A gasket, O-ring, silicone weld, rhino liner or seal 308 runs around the area of the joint, with one or more loops 310 being located inside the joint, in order to seal the insides of the joint to a matching partial depth joint which has a matching number of openings designed to allow the loops to go through them and be secured with a pin 806. Referring to FIG. 8, we see the outside joint 304 in detail. Matching side 802 has the openings, so that when the side with the loops is placed against it, the loops 310 go through the openings. Sealing and mechanical securing is accomplished by the insertion and rotation of a pin 806.
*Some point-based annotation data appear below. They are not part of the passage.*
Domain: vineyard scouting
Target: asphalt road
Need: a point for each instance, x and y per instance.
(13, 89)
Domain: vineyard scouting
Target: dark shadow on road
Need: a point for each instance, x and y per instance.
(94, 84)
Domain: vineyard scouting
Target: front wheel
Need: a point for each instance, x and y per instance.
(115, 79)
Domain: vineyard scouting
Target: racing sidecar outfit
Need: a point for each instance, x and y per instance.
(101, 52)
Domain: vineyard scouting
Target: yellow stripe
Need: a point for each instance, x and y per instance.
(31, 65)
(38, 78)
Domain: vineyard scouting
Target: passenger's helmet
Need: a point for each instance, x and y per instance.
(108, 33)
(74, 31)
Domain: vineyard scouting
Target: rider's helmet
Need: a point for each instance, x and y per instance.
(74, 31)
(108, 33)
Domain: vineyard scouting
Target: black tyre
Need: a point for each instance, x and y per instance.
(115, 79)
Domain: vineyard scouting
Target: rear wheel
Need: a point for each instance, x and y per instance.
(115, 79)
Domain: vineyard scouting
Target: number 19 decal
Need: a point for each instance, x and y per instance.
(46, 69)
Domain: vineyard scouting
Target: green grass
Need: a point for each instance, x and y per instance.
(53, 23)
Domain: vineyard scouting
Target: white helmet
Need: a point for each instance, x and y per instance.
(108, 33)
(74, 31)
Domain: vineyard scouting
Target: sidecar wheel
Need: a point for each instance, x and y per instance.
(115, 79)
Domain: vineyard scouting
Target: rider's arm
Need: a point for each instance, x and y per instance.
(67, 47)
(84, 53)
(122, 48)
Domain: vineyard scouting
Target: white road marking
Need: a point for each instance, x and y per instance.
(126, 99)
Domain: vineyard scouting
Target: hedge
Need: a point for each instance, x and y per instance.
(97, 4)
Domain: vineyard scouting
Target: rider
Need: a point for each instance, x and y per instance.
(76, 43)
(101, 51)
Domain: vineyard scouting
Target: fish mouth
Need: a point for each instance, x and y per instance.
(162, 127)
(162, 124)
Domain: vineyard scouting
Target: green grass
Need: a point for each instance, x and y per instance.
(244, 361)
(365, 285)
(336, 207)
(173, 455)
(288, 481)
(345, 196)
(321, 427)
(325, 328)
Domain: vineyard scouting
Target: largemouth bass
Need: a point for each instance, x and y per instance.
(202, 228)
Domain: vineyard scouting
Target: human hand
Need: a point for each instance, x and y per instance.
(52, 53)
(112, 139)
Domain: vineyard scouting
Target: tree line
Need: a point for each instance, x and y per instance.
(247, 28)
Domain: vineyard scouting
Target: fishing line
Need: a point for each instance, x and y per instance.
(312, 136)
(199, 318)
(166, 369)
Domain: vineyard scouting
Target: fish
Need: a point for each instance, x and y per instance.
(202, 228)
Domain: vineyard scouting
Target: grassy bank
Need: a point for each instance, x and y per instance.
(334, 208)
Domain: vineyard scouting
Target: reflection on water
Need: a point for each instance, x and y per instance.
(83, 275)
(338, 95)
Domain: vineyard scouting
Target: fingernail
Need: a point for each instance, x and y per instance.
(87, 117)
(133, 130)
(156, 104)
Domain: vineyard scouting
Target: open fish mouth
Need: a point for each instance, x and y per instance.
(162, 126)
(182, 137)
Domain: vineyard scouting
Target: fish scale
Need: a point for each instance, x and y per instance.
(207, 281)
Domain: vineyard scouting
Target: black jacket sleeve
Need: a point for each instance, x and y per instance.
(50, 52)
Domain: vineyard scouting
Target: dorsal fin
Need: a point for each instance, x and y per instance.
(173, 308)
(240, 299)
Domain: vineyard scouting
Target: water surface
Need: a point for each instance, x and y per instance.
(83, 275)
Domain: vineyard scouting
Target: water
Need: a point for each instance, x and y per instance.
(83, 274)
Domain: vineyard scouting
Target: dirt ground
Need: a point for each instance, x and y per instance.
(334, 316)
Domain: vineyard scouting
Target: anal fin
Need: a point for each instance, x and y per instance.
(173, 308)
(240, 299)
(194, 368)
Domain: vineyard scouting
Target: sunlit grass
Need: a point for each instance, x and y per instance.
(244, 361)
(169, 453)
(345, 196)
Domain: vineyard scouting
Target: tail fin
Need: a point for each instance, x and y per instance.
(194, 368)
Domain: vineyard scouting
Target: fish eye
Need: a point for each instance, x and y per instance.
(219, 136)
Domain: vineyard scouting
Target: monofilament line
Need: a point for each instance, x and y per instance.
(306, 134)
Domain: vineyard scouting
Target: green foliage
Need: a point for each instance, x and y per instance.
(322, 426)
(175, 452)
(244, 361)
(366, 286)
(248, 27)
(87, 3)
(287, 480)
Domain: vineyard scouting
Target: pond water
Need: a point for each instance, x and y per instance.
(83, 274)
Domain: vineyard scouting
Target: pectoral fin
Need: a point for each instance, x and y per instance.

The cross section shows one embodiment in which the shape of the pin 806 is elliptical within a circular opening in the loop 310. Thus, rotation of the pin allows pressure of the seal(s) to each other. Other implementations may include screws/nuts, and any other suitable mechanical pressure means. Additionally, welding of one or more of the pins, or securing via separate mechanical means (like a latch) may be used. In an alternate embodiment, the panels may be designed so that all the latches are on the outside or a combination. A design with all of them internally is preferred, for vandalism minimization reasons.

Note that while the gasket 308 is shown on the side with the loops, in alternate embodiments they may be located on either the joint side with the loops, the slits or both. Similarly, the sealing function of the gasket may be accomplished with a grooved facet, allowing the use of an O-ring arrangement. The gasket, seal or O-ring may also be manufactured from such polymers, silicone, natural or synthetic rubber, leather, etc. More information on proper O-ring materials and design can be found on the Parker O-Ring Handbook (ORD 5700) the contents of which are incorporated herein by reference.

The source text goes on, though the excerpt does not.